Plus, in theory, starting in an English saddle with less support than a Western one will give you a better seat.


----------



## Amyrides (Sep 15, 2021)

thats silly. If you want to ride English, western won’t get you there. The transition western to English is notably harder. If I were you I would find a different trainer. Like everyone else says


----------



## beau159 (Oct 4, 2010)

AkhalTekeArabians said:


> Hello!
> I've been having western horse riding lessons for some time, but I've wanted to do English more than ever. My trainer says I cannot do English until I'm better at Western.
> My requirements to be able to do English:
> Trot without stirrups
> ...


There's no reason why you can't ride English right away. Or work on learning both.
There are many people who learn to ride, riding English. 

If this is the ONLY instructor in your area and you truly have zero other choice, then I would have a sit down with your trainer. 
YOU ARE PAYING YOUR TRAINER FOR LESSONS. If you want to ride English, then they better teach you to ride English. Plain and simple. You're the one dishing out the money.


----------



## Saranda (Apr 14, 2011)

Oh no! I did it all wrong those years ago when I jumped straight into English with no background at all! Maybe it's somehow related to the fact that, where I'm from, Western simply doesn't exist? Hmm.....

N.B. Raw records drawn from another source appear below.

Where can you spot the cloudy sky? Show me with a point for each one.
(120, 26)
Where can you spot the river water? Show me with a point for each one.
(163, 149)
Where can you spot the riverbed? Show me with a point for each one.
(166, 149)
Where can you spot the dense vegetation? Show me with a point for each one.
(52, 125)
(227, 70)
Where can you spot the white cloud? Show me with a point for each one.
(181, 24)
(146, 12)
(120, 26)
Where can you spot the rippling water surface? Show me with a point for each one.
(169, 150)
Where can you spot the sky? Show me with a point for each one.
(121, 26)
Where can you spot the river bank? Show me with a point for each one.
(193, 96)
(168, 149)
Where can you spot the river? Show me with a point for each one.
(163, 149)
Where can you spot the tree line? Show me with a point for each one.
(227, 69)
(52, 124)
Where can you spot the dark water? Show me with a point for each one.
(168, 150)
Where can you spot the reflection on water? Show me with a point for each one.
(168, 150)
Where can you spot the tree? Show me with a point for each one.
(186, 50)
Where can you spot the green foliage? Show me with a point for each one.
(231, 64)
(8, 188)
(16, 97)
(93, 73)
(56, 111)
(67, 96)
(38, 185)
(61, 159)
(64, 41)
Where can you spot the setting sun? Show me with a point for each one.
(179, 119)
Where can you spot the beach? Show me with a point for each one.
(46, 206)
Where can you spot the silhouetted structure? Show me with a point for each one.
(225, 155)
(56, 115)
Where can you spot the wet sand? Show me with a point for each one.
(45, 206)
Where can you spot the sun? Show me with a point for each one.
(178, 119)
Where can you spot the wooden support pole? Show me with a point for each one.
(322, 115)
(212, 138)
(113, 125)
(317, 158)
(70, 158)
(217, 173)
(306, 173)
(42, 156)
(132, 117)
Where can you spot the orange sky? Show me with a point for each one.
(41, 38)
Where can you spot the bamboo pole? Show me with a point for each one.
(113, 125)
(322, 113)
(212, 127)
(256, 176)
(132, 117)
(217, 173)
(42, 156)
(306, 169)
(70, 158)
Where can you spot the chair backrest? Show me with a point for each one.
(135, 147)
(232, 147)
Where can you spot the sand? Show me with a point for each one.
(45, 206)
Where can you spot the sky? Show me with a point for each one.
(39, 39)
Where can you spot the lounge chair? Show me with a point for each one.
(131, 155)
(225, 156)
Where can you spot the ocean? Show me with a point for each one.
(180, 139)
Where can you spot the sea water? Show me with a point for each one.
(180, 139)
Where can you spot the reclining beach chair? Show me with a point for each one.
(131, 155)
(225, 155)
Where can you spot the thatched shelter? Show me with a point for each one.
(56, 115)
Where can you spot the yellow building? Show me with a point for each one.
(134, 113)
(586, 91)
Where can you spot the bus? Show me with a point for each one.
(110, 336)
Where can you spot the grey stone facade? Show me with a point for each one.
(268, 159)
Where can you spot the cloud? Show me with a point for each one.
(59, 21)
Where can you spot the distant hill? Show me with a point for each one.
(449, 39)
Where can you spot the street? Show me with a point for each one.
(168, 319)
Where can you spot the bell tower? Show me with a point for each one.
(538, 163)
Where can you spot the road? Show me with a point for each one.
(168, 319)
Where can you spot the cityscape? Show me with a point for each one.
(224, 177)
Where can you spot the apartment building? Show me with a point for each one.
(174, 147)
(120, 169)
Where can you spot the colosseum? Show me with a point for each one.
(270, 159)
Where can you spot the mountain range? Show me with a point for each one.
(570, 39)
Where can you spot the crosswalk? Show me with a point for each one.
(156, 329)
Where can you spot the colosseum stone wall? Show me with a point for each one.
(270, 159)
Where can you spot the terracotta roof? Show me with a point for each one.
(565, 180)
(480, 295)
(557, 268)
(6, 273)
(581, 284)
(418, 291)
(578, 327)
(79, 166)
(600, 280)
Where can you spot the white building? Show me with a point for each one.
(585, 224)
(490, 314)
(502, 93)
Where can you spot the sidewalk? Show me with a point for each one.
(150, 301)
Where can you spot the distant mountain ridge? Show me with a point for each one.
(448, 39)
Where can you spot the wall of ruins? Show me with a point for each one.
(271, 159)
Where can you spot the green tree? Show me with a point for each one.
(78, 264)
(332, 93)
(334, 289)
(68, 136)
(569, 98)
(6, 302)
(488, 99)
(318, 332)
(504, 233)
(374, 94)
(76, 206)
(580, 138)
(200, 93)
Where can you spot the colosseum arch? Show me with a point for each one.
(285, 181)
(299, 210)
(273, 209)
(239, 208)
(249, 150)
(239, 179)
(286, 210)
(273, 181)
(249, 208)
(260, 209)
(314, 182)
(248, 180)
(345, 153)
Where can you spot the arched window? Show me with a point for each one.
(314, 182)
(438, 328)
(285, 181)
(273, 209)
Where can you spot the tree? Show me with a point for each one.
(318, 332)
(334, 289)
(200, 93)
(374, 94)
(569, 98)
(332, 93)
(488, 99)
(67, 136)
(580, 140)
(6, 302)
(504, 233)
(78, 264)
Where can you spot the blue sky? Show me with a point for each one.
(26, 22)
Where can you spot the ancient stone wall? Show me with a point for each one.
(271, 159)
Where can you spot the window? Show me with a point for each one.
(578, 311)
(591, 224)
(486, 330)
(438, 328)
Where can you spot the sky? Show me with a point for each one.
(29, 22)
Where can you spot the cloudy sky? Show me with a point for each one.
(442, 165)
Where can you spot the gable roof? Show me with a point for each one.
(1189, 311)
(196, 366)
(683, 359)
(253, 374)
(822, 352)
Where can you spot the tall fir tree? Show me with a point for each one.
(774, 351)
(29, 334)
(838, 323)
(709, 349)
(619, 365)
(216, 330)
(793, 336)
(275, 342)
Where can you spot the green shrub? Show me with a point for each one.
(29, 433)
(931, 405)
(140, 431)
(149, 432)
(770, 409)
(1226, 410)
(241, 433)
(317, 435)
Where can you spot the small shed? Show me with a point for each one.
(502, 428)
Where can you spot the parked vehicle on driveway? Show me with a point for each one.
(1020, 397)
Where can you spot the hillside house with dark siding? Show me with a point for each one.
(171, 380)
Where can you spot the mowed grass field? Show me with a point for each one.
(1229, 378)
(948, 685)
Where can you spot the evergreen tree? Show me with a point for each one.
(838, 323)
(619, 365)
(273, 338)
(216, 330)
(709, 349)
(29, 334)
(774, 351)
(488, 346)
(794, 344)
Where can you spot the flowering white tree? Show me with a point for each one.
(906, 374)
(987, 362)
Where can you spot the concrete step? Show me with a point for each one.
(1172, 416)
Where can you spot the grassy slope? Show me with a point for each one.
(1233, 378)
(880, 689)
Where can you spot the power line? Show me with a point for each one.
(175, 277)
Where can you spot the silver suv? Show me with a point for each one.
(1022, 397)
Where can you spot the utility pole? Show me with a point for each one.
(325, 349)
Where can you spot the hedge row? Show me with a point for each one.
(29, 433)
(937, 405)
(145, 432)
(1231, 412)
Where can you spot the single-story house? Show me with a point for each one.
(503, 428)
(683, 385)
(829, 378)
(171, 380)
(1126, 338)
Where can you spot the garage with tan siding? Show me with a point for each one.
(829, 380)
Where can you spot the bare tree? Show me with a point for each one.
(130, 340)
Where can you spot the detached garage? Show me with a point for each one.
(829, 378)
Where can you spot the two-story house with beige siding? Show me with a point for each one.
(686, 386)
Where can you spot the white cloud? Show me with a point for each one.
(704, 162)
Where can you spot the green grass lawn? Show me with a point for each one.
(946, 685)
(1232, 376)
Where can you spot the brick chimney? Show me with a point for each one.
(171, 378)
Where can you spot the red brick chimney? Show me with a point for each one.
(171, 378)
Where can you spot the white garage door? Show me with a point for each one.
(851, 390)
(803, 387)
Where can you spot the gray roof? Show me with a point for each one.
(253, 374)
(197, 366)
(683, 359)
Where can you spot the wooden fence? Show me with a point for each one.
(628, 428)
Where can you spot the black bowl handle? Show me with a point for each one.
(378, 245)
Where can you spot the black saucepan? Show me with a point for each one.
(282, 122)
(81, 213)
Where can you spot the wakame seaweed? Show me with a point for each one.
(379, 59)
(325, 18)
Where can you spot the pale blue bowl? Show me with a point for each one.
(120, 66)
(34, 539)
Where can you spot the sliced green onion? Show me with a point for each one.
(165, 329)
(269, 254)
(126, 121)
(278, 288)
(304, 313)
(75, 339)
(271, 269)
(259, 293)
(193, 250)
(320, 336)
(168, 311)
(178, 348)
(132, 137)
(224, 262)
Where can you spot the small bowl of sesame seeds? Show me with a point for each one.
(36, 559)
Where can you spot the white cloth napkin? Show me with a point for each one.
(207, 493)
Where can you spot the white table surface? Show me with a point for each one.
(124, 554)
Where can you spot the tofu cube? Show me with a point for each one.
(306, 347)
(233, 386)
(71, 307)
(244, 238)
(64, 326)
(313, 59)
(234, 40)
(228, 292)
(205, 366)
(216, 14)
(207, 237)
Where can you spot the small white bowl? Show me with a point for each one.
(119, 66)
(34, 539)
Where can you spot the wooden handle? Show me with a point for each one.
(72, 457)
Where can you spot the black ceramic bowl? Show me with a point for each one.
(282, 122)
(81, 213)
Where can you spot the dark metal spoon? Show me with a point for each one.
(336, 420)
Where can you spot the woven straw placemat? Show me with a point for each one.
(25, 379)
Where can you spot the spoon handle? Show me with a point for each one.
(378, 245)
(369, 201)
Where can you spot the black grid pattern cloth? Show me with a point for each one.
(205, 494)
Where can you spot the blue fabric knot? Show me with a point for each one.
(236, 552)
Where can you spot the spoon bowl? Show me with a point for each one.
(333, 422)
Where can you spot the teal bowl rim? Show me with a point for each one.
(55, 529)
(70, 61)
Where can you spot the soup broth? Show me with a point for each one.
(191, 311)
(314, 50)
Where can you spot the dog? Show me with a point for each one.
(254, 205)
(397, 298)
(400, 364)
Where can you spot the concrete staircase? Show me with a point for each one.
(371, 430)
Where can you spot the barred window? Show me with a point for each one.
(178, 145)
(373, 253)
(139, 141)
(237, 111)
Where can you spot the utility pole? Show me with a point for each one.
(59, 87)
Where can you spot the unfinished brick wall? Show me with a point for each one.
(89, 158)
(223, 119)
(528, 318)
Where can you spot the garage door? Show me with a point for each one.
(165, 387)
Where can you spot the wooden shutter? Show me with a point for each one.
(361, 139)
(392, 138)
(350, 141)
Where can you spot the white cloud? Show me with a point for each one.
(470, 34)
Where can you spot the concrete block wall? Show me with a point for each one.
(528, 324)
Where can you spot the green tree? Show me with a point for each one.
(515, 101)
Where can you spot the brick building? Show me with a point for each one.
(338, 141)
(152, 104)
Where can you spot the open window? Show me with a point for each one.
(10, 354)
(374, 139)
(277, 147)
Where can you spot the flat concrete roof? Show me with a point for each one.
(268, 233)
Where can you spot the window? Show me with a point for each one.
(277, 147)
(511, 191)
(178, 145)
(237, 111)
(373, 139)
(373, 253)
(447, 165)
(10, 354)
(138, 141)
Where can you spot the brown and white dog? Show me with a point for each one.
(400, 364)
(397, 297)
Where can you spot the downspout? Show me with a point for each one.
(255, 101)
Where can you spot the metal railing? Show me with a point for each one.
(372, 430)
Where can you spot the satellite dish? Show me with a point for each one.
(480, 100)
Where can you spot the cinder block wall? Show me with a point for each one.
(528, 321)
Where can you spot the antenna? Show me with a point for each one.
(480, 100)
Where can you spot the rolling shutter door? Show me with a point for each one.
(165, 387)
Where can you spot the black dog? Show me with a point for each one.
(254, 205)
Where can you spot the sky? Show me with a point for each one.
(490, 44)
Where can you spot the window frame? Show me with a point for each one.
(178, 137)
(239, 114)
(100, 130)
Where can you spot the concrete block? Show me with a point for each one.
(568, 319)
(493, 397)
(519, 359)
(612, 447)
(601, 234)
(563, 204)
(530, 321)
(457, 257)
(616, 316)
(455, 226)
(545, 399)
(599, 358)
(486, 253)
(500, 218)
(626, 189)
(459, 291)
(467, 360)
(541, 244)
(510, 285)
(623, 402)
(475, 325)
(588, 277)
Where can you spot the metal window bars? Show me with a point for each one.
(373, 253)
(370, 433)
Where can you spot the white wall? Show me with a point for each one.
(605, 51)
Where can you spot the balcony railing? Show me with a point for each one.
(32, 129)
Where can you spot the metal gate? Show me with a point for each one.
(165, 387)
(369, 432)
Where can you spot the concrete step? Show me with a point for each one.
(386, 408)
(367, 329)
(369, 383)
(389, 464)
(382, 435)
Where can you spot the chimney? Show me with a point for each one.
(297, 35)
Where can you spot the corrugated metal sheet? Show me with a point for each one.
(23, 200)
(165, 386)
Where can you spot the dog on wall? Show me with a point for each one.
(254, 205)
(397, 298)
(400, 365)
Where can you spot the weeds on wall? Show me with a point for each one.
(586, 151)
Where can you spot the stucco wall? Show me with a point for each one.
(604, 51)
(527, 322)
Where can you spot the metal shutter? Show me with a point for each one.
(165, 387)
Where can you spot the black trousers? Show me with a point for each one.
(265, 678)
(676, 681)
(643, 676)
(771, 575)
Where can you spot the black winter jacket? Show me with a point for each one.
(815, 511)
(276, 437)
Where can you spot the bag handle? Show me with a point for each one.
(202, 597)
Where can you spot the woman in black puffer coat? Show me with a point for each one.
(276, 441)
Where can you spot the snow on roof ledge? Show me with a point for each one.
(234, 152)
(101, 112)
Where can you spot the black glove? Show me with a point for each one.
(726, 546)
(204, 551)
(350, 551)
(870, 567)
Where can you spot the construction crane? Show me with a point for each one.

Joking aside, there is no reason for you to acquire a certain skillset in Western to be able to ride English. Sounds like your trainer has a neat plan how to keep clients around and dependent on him for as long as possible. 😉


----------



## marymane (Feb 2, 2020)

I agree with the others! I've never heard of this being a "requirement".
I think it's good for people to try experiencing both if that's available to them. Experimenting with different tack/styles/dipping toes into different disciplines, it's all valuable experience. But riding is riding, especially at the lower levels or when "just" riding and not pursuing a particular discipline, so it should be no big deal to switch.
Maybe the trainer just doesn't know all that much about English and is trying to hide this, or as someone else suggested is just trying to keep you there, rather than losing you to someone who specializes in an English discipline.


----------



## elzilrac (Nov 12, 2017)

To offer up a counter point - your instructor may be thinking that it's better to have the basics taught in a consistent way (Western since that's what you started) before trying to switch. I would also suggest just asking why they are making the recommendation if it's bothering you. Better to have a conversation than make assumptions.


----------



## jgnmoose (May 27, 2015)

I'll be the combo breaker lol

Those things the trainer is asking for are really simple and basic. 

You are asking about how much time it will take and I'm thinking someone who has been taking lessons for a while should have already conquered them. I'm getting a vibe that there is a reason that the trainer wants you to accomplish these before moving on to something that is more technical and physically challenging than casual "western" riding. 

Since this is the only coach within a reasonable drive, why not work extra hard to do accomplish the goals for yourself and if they are just trying to hang on to clients as long as possible you will have become a better rider in any case. Good luck!


----------